686. Repeated String Match

Given two strings A and B, find the minimum number of times A has to be repeated such that B is a substring of it. If no such solution, return -1.

For example, with A = "abcd" and B = "cdabcdab".

Return 3, because by repeating A three times (“abcdabcdabcd”), B is a substring of it; and B is not a substring of A repeated two times ("abcdabcd").

Note: The length of A and B will be between 1 and 10000.
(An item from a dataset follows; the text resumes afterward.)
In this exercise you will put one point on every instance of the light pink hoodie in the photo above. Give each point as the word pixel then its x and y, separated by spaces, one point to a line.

int repeatedStringMatch(string A, string B) { // time: O(n1 * n2); space: O(n2)
    int n1 = A.size(), n2 = B.size(), cnt = 1;
    string t = A;
    while (t.size() < n2) {
        t += A;
        ++cnt;
    }
    if (t.find(B) != string::npos) return cnt;
    t += A;
    return (t.find(B) != string::npos) ? ++cnt : -1;
}

int repeatedStringMatch(string A, string B) { // time: O(n1 * n2); space: O(n2)
    int n1 = A.size(), n2 = B.size();
    string t = A;
    for (int cnt = 1; cnt <= n2 / n1 + 2; ++cnt) {
        if (t.find(B) != string::npos) return cnt;
        t += A;
    }
    return -1;
}

int repeatedStringMatch(string A, string B) { // time: O(n1 * n2); space: O(n2)
    int n1 = A.size(), n2 = B.size();
    for (int i = 0; i < n1; ++i) {
        int j = 0;
        while (j < n2 && A[(i + j) % n1] == B[j]) ++j;
        if (j == n2) return (i + j - 1) / n1 + 1;
    }
    return -1;
}